I don't have coping mechanisms for this. I don't know very many other trans people who experience this. It's not something that the trans community talks about as being normal. Would I experience this kind of dysphoria if I were not also mentally ill and dissociating a lot of the time? I don't know. Does part of my desire not to have a name stem from my unreasonable need to be completely independent and unique? Probably. My brain hurts.

I also experience social dysphoria. This is related to the way I present myself. Because I am AFAB (assigned female at birth) and visibly curvy, I can't wear a skirt and be androgynous at the same time. Even when I wear pants, people read me as a woman. As I said above, physical transition is not something I want; my solution to my social dysphoria is for people to stop gendering me without my consent. This isn't particularly viable at the moment, as a lot of the world has yet to catch up with recent shifts in how we think about gender.

One way I combat my social dysphoria is by asking people to refer to me using the singular they pronoun.

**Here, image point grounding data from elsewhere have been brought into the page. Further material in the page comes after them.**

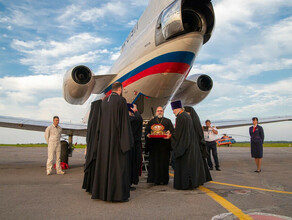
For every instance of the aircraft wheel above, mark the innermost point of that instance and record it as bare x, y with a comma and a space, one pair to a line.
64, 151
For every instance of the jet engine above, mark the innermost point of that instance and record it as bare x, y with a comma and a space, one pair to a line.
78, 84
194, 89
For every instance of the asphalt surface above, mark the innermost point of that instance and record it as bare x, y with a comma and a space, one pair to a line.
27, 193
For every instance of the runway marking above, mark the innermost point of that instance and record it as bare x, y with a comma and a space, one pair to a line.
251, 187
226, 204
223, 202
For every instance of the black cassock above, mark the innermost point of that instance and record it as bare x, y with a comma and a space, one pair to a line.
189, 169
200, 139
159, 152
111, 180
92, 137
136, 150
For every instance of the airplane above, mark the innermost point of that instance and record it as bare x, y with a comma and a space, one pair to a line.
153, 65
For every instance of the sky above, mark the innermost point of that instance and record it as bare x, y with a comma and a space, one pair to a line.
249, 58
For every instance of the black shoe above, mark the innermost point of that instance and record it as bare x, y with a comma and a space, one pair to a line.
132, 188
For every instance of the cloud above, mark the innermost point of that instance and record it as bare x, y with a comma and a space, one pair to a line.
52, 57
76, 14
28, 89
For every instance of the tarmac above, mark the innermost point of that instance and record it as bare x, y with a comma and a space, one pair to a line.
236, 192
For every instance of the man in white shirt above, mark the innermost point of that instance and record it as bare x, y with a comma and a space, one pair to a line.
53, 135
210, 138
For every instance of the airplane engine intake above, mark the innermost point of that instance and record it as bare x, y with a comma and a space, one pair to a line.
78, 83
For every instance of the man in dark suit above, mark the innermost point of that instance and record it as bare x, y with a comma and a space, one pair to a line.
256, 143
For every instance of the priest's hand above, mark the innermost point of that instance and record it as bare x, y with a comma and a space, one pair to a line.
168, 135
134, 108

She/her are not inherently feminine pronouns, but it seems to be easier for most people to see me as not a woman when they're not using the same pronouns for me that they use for most women and many feminine-aligned people.

As evident in much of what I've written, there aren't clear-cut solutions for kinds of dysphoria that aren't body dysphoria, so I don't know how to combat those, but at least I know what I experience and can categorize it, and that's more than I could do last week.